Two reasons. First, the districts have been redrawn to protect the majority party – in this case, the 2010 census numbers were massaged in favor of House Republicans. House Democrats would likely have done the same were they in power in 2011. The GOP just happened to have the majority at the time of the most recent census. So they aren’t as vulnerable to the various voter mood swings as in the past.

Second, money. If you’ve got a billionaire or Super PAC behind you, there’s no need to go looking for $5 and $10 donations at home. Karl Rove, the Koch boys, Adeleson, Standfield and the rest have direct deposit slips to your account. The more fringy – the more to the right – the more gullible – the more eager to kiss a rich finger ring – to be led, – the better. So you keep the big guys with the big bucks happy and enjoy the ride.

The other thing that’s already effectively reduced the Speaker’s clout is that group of 30-40 ideologues he can’t control. You can’t appease ‘em. You can’t buy ‘em off. You can’t lead ‘em. And they won’t shut up. They’ll continue to undercut Boehner’s authority at every turn.

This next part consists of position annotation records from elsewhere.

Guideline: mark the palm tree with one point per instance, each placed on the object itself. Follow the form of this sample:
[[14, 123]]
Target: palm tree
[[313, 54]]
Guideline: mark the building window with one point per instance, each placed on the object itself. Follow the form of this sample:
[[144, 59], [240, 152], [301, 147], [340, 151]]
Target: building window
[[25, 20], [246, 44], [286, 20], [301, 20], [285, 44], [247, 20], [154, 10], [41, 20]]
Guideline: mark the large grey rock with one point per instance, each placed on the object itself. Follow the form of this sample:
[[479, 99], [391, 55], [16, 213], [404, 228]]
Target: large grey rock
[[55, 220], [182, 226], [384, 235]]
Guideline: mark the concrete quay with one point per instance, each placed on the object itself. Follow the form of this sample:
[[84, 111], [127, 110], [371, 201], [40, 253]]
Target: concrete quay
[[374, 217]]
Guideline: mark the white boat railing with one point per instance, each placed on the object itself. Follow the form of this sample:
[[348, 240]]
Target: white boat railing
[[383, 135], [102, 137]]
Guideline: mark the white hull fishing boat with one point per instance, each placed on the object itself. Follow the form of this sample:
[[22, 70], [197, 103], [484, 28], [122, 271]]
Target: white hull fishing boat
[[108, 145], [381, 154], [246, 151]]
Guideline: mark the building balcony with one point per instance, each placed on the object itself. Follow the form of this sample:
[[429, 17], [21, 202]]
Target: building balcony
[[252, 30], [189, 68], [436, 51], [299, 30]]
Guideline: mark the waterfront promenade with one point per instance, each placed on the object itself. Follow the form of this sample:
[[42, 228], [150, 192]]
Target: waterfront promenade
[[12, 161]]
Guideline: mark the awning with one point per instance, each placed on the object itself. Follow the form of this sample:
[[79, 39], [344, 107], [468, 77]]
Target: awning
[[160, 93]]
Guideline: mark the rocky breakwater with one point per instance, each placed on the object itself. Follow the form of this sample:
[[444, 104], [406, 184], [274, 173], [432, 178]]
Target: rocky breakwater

Finally, as if his old political body didn’t already carry enough scars, Boehner grabbed the dull rhetorical knife and cut his own wrists by saying he would no longer communicate – coordinate – confer – negotiate – with the White House. Now, consider his weakened position within his own caucus, his already proven need to rely on Democrats when big issues come around and the fact he represents only one-half of one-third of the three branches of our government. In recent days, a vice president and a senator put together the grand “cliff” bargain without him and Boehner was left to fight it out with his own Republicans to get the deal done. Which he couldn’t have done without what? Without Democrats. And what did wise former Speaker Hastert warn him? “You do that and you’re no longer in power.”

So Boehner has turned his back on the president. And Labrador has turned his back on Boehner. Boehner may be able to build a coalition or two now and then as needed.

Labrador? Well, he can make the rounds of the rubber chicken circuit of far right believers and crow about his “matters of conscience.”

There’s gonna be an election in 2014 in which both men have an interest. I’d make book on Boehner. Labrador? You’ll probably find him at the airport. Sitting in his little airplane. All by himself.